Background: Childhood-onset systemic lupus erythematosus (cSLE) is a rare but clinically aggressive autoimmune disease with substantial variability in its presentation across different geographic and ethnic populations. Data on pediatric lupus in Pakistan, particularly in outpatient settings, remain limited, hindering timely diagnosis and targeted management strategies.

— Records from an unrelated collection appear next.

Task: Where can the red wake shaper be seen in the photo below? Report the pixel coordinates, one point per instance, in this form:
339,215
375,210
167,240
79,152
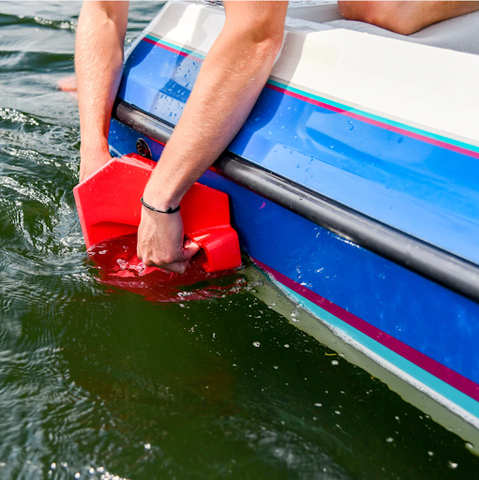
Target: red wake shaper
109,206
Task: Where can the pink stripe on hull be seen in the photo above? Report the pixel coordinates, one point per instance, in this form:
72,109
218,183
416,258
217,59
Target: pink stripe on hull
376,123
428,364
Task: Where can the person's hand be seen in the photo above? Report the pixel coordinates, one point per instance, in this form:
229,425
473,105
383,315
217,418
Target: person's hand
161,241
91,161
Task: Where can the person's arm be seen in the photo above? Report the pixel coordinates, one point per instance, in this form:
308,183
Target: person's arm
404,17
230,81
98,63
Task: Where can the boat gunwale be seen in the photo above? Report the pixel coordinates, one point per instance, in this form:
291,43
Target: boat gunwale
423,258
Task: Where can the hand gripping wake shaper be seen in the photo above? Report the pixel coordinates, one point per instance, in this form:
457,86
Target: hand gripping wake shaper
109,206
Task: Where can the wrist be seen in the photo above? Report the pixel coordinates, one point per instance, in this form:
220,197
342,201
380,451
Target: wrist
160,198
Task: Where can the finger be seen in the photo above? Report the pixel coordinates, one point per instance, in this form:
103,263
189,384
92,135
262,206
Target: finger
177,267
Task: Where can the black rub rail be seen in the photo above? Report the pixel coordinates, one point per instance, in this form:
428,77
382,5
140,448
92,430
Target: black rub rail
438,265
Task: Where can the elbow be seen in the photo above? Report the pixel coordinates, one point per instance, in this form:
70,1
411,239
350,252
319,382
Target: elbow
391,16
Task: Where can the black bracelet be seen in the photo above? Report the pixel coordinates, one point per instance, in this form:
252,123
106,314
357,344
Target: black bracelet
168,210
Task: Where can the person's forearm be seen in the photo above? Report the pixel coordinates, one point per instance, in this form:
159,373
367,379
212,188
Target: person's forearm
98,63
231,78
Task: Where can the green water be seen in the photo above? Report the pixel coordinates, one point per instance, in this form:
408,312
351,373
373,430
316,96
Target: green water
95,379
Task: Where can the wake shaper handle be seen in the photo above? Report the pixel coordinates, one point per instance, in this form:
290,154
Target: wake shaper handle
109,206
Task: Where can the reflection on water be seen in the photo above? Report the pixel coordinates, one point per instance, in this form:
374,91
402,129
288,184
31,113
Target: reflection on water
97,382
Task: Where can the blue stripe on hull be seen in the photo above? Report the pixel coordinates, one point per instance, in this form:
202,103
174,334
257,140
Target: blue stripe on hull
422,189
429,318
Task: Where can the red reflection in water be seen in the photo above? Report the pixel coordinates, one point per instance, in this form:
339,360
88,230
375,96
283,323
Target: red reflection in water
119,266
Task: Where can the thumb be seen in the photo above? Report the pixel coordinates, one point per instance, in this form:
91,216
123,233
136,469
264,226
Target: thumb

Objective: To evaluate the clinical manifestations, immunological profile, and short-term outcomes in Pakistani pediatric lupus patients managed in specialized rheumatology outpatient clinics. Methods: This retrospective, cross-sectional study analyzed electronic medical records from three tertiary rheumatology centers in Lahore, Pakistan, between November 2021 and August 2024. Patients under 18 years of age meeting ACR/EULAR 2019 SLE classification criteria and followed for at least six months were included. Data on demographics, clinical features, immunological markers, treatment regimens, and disease outcomes were collected. Statistical analyses were performed using SPSS 23, with significance set at p<0.05. Results: A total of 34 patients were included, 85.3% of whom were female, with a mean age of 13.8 ± 2.91 years. Polyarthritis (64.7%) was the most common clinical feature, followed by nephritis and hematological involvement (44.1% each). Anti-dsDNA antibodies were positive in 79.4% of patients. At a mean follow-up of 17.1 ± 11.6 months, 44.1% achieved clinical remission (SLEDAI=0), with minimal serious complications or hospitalizations. Conclusion: Pediatric lupus in Pakistan presents with a distinctive clinical and immunological profile, with favorable short-term outcomes under specialist outpatient care. Early diagnosis and immunologically guided treatment can mitigate disease burden in this high-risk population.